Many people dress up as leprechauns and traditional Irish clothing to celebrate St. Patrick’s Day.

In many Irish legends and stories, the leprechaun was considered to be cranky little tricksters who often mended the shoes of Irish fairies in their time. These creatures also typically live alone and are often associated with gold and other riches. 

However, in the Americanized version of these legends, leprechauns are seen as good-natured and friendly creatures that will grant you their pot of gold when you spot them at the end of a rainbow. Additionally, some stories also state that if you capture a leprechaun, the creature can grant you a total of 3 wishes. 

The associated color for St. Patrick’s Day is green because of Ireland’s nickname.

Ireland is also famously known by its nickname, the ‘Emerald Isle’ which was granted to it due to its luscious green landscapes. This type of vegetation is also thanks to the amount of rain that the country receives throughout the year. 

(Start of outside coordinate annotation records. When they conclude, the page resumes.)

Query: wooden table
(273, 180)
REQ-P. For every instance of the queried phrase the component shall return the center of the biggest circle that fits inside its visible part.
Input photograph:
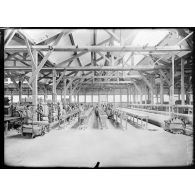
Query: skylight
(146, 38)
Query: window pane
(110, 98)
(88, 98)
(117, 98)
(103, 98)
(124, 98)
(81, 98)
(95, 98)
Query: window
(95, 98)
(81, 98)
(103, 98)
(110, 98)
(124, 98)
(117, 98)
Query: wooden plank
(101, 48)
(89, 68)
(113, 35)
(9, 37)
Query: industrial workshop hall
(98, 97)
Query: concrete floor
(71, 147)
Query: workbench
(126, 112)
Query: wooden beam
(104, 56)
(89, 68)
(9, 37)
(113, 35)
(79, 54)
(29, 51)
(100, 48)
(35, 86)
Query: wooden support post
(92, 97)
(114, 97)
(128, 95)
(70, 93)
(11, 97)
(134, 97)
(54, 95)
(35, 84)
(146, 96)
(161, 90)
(139, 91)
(150, 87)
(45, 95)
(182, 83)
(64, 91)
(85, 97)
(120, 98)
(78, 97)
(172, 81)
(20, 90)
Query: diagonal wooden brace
(167, 80)
(40, 66)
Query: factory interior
(112, 97)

Additionally, Irish soil is also known to be quite fertile, with low central plains  surrounded by mountains near its coasts. The western coastline of Ireland is also considered rugged with several islands, peninsulas, bays, and headlands all over its surrounding area. 

The first celebration of St. Patrick’s Day in the United States was in 1737.

On March 17, 1737, the first-ever St. Patrick’s Day celebration in the United States was held in the city of Boston, Massachusetts. On this day, more than 2 dozen Presbyterians from northern Ireland gathered in the city to honor the St. Patrick’s Day celebration and Saint Patrick himself. 

However, some historians have also stated that the state of Florida might have been the first to celebrate the Irish holiday, holding the largest St. Patrick’s Day parade in 1762. Today, the oldest known Irish organization in the United States continues to hold annual dinner parties on St. Patrick’s Day in honor of the Irish holiday. 

St. Patrick’s Day was considered to be a minor religious holiday until the 1970s.

Until the 1970s, celebrations for St. Patrick’s Day were commonly limited to family parties and a day of feasting. However, this changed over time, eventually becoming a large celebration with parades. 

St. Patrick’s Day also became known for its large drinking parties and introducing many other countries to old Irish traditions. 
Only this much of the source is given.